What I do know is that I’m moving to Oklahoma tomorrow. It’s a long drive, it’s a flat land, it’s a town with little beyond a Wal-Mart. But it’s my new home, and I’m going to do everything I can to make the best of it, even as I am nearly shaking with nerves.

Intellectually, I know it’ll be fine. I’m good at this journalism stuff, I’m a good leader, and I’m 97.6% sure DirecTV gets service down there. I don’t have anything to worry about.

And yet.

I don’t love Kentucky. Not really. My family’s here, some of my friends are still around, and yes, it’s so fucking pretty, but I’ve spent my entire life wanting to be somewhere else. If 11-year-old me found out that 28-year-old me was waiting tables until agreeing to move to Nowhere, Oklahoma, 11-year-old me would have just aneurysmed then and there. Then again, if 11-year-old me found out I was doing anything other than playing baseball, writing books and having kids, he would have been rather peeved with his future self. So what? Kids don’t know anything.

The point is, I didn’t, don’t and (likely) won’t want to live my life in Kentucky. But faced with the actual imminent departure, I’m not at all positive I’m doing the right thing.

Oklahoma might suck. Oklahoma might be awesome. Oklahoma might be wholly average, the Baby Bear’s bed in the Goldilocks story of my life. I might retire there, I might move on to the New York Times, I might be back serving at Josie’s in July. Who the hell knows?

If I’m not looking forward to the move, exactly, I am at least looking forward to being done with the move. It’s inevitable now. It’s happening. My fear is worthless, my nerves are doing nothing but making this bunk bed feel even smaller than it is. I need to just get there, get started, and get my head on straight. Even writing this down has helped, as it’s made me think about life down there in the concrete, not just the abstract, “but I’ll be living in Oklahoma” sense. I need that, just like I needed that shot of bourbon earlier tonight.

The truth is, I don’t have a fucking clue what’s going to happen. Six months ago, I would have scoffed at this idea. Six months from now, I might scoff at my scoffing. I don’t know much of anything.

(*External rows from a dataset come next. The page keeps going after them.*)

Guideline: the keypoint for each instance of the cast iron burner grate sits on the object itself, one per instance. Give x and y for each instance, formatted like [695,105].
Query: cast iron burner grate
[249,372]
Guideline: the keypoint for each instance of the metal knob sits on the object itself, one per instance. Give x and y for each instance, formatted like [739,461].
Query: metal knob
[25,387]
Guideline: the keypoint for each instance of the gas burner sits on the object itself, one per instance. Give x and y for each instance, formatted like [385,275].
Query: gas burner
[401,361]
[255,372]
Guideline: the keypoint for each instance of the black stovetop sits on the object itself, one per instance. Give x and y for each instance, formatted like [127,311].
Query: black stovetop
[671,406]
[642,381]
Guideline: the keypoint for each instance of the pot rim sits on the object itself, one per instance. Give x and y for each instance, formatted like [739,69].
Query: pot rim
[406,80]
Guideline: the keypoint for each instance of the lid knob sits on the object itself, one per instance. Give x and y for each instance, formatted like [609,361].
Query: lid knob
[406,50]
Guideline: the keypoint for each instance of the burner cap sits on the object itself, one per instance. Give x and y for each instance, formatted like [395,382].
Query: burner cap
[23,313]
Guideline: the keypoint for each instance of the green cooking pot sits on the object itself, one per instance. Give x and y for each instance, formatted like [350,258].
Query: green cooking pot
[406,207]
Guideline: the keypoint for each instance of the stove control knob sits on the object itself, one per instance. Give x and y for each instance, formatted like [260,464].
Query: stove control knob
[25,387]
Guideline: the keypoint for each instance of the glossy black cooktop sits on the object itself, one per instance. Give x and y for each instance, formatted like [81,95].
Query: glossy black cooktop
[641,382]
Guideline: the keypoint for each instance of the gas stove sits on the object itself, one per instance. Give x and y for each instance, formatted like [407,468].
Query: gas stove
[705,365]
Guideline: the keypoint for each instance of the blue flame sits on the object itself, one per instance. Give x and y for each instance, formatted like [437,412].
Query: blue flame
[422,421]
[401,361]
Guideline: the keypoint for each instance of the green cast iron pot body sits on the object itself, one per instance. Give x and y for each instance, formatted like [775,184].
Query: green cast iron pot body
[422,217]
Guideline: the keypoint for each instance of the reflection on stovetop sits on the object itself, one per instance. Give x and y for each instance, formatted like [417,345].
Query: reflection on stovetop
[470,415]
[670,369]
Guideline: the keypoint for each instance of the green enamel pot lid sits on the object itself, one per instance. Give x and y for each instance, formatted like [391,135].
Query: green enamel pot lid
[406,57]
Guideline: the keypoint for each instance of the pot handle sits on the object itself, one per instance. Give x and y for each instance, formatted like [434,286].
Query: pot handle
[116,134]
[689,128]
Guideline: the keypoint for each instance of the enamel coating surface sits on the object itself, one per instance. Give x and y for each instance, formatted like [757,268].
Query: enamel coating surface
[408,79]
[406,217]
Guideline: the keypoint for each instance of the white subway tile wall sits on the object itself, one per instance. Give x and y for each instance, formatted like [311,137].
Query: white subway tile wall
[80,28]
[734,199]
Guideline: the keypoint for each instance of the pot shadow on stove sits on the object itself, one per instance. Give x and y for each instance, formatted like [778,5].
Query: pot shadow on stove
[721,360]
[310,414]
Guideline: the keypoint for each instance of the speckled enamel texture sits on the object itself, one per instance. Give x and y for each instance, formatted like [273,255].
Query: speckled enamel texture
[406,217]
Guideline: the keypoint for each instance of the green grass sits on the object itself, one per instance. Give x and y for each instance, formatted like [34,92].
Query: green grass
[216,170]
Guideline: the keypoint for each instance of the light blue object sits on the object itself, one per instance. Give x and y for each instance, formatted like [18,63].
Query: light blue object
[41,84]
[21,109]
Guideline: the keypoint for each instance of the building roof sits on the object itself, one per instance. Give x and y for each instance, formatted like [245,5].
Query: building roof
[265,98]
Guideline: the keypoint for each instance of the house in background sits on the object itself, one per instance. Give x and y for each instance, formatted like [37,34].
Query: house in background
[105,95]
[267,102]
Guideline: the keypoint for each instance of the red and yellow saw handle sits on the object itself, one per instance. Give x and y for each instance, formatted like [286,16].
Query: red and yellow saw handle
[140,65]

I do know this, though. I know that Oklahoma has many things to offer, but beautiful scenery is not one of them. When my plane lifted off for my return flight home, I glanced out the window. I heard no annoying people spout random words of wisdom. I went back to reading my book much more quickly than I did on the flight out. So I do know that Oklahoma, while it may be the best place I ever go, is not the beautiful place I’m leaving.

And I know that I’ll miss Kentucky. For all its failings, this little basketball-and-horses state has grown on me, and saying goodbye (again) is harder than I ever thought it would be. Yeah, it’s where my family is. It’s where my friends are. It’s what I know.

And it’s so fucking pretty here, dude.